In the early 1800s, the United States government began a systematic effort to remove American Indian tribes from the southeast. The Chickasaw, Choctaw, Muscogee-Creek, Seminole, and original Cherokee Nations had been established as autonomous nations in the southeastern United States.

This acculturation was originally proposed by George Washington and was well under way among the Cherokee and Choctaw by the turn of the 19th century.

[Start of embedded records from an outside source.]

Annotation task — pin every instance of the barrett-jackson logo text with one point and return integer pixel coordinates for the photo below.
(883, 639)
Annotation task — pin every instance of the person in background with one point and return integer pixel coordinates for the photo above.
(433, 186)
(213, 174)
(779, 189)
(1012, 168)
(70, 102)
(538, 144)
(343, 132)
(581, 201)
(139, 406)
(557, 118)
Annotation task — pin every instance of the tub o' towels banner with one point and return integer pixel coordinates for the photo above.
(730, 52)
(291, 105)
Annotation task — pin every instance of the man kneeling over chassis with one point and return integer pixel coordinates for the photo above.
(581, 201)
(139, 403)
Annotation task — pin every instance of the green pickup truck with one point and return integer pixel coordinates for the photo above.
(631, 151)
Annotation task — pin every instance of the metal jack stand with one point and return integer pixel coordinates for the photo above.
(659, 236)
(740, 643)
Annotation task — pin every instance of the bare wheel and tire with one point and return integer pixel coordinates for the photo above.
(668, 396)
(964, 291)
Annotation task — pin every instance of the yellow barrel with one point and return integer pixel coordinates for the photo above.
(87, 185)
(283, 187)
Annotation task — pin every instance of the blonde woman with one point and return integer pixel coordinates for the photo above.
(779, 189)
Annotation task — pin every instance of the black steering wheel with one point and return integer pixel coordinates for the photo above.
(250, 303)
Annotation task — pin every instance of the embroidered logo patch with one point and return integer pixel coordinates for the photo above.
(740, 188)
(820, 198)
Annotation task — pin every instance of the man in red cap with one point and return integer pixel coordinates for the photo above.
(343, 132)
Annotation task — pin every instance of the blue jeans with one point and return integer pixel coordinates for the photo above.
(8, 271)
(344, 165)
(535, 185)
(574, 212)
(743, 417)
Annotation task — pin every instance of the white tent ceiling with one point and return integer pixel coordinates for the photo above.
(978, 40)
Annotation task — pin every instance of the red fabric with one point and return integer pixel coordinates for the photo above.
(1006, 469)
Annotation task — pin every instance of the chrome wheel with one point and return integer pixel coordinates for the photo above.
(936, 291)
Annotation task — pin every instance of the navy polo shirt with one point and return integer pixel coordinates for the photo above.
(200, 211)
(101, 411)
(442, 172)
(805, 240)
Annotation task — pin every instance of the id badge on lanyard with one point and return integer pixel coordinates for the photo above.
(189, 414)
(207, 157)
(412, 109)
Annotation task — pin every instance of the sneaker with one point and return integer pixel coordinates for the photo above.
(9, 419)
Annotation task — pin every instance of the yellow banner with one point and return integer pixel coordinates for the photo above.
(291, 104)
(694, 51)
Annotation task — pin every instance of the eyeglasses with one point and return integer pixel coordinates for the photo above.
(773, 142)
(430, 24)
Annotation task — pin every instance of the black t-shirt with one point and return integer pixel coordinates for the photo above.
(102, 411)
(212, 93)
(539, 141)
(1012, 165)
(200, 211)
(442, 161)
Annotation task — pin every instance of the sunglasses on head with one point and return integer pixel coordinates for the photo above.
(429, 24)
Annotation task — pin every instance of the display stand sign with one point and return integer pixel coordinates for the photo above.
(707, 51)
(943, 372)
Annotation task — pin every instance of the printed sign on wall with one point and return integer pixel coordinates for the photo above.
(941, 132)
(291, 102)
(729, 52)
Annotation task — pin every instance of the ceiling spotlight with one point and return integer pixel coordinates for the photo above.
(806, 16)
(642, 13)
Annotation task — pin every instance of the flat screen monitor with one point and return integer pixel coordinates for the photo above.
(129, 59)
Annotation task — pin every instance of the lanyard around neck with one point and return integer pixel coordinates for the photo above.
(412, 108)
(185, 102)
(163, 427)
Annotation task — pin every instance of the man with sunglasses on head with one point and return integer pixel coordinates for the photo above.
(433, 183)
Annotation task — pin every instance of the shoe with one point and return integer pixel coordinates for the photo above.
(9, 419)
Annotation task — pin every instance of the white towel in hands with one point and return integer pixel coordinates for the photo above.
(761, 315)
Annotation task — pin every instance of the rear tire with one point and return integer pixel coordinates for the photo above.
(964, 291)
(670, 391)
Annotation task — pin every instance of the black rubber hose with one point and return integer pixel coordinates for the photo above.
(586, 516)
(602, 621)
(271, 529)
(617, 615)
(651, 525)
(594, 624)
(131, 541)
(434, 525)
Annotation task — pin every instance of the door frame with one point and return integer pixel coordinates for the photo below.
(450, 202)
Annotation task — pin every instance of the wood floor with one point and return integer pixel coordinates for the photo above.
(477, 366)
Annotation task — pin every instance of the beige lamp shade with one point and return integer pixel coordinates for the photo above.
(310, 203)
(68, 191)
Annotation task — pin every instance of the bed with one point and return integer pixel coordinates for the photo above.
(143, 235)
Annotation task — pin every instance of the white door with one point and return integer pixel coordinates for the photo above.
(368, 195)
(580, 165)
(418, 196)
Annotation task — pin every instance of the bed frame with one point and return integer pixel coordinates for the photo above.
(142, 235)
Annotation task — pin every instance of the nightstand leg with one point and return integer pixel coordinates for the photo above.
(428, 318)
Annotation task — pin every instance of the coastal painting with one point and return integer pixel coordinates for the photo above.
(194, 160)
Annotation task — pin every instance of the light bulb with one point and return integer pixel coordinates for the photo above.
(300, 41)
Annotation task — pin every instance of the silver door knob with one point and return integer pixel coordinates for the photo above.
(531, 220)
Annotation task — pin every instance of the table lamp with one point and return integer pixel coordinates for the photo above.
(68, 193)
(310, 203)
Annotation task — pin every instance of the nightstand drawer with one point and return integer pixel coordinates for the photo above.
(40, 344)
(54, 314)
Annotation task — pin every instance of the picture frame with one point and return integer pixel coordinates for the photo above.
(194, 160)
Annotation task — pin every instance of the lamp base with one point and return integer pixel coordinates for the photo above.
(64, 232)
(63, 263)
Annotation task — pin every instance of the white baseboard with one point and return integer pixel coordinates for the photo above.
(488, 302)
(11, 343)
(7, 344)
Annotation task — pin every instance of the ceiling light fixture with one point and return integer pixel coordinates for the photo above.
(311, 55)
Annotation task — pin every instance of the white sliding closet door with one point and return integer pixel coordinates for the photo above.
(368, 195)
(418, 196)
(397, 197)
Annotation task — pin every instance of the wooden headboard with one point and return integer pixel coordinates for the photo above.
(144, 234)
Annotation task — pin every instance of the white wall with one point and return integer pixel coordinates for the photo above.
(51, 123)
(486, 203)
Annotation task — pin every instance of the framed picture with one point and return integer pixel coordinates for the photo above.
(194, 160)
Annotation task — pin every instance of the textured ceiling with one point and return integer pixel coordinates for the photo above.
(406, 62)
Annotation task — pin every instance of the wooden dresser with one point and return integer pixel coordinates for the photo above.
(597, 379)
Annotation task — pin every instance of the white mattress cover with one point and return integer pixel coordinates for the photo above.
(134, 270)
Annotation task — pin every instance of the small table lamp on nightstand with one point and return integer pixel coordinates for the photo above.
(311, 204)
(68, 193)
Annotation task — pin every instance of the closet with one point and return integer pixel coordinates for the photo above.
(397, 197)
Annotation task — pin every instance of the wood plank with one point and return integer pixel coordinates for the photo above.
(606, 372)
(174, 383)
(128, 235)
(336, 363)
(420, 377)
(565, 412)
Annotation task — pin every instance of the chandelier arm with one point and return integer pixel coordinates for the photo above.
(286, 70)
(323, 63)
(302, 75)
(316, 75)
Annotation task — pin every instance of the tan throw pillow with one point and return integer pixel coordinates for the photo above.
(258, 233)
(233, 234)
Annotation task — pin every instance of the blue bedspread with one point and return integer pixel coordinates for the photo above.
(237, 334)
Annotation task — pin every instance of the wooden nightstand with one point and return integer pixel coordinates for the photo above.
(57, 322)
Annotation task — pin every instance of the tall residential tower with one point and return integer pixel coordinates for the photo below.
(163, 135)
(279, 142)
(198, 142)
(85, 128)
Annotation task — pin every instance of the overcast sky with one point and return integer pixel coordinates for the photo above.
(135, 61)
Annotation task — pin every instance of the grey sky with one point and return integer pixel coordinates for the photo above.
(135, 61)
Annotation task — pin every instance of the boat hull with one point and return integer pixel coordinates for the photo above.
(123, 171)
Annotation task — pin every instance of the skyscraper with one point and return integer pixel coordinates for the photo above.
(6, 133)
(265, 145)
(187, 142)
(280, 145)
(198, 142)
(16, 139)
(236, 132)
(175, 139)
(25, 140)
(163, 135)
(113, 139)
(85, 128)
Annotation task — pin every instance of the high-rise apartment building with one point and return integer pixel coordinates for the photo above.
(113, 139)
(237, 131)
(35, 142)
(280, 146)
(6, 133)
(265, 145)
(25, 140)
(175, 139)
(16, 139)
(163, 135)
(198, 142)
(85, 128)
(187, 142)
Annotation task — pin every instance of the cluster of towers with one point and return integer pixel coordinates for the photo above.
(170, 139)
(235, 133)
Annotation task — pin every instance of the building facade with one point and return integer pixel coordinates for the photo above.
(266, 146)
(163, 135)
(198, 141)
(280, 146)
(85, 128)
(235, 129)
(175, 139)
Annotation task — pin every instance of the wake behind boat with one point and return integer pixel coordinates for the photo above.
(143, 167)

In an effort to assimilate with American culture, Indians were encouraged to "convert to Christianity; learn to speak and read English; and adopt European-style economic practices such as the individual ownership of land and other property (including, in some instances, the ownership of African slaves)." Thomas Jefferson's policy echoed Washington's proposition: respect the Indians' rights to their homelands, and allow the Five Tribes to remain east of the Mississippi provided that they adopt behavior and cultural practices that are compatible with those of other Americans. Jefferson encouraged practicing an agriculture-based society. However, Andrew Jackson sought to renew a policy of political and military action for the removal of the Indians from these lands and worked toward enacting a law for Indian removal. In his 1829 State of the Union address, Jackson called for removal.

The Indian Removal Act was put in place to give to the southern states the land that Indians had settled on. The act was passed in 1830, although dialogue had been ongoing since 1802 between Georgia and the federal government concerning such an event. Ethan Davis states that "the federal government had promised Georgia that it would extinguish Indian title within the state's borders by purchase 'as soon as such purchase could be made upon reasonable terms'". As time passed, southern states began to speed up the process by posing the argument that the deal between Georgia and the federal government had no contract and that southern states could pass the law themselves. This scheme forced the national government to pass the Indian Removal Act on May 28, 1830, in which President Jackson agreed to divide the United States territory west of the Mississippi into districts for tribes to replace the land from which they were removed.

In the 1823 case of Johnson v. M'Intosh, the United States Supreme Court handed down a decision stating that Indians could occupy and control lands within the United States but could not hold title to those lands. Jackson viewed the union as a federation of highly esteemed states, as was common before the American Civil War. He opposed Washington's policy of establishing treaties with Indian tribes as if they were foreign nations. Thus, the creation of Indian jurisdictions was a violation of state sovereignty under Article IV, Section 3 of the Constitution. As Jackson saw it, either Indians comprised sovereign states (which violated the Constitution) or they were subject to the laws of existing states of the Union. Jackson urged Indians to assimilate and obey state laws. Further, he believed that he could only accommodate the desire for Indian self-rule in federal territories, which required resettlement west of the Mississippi River on federal lands.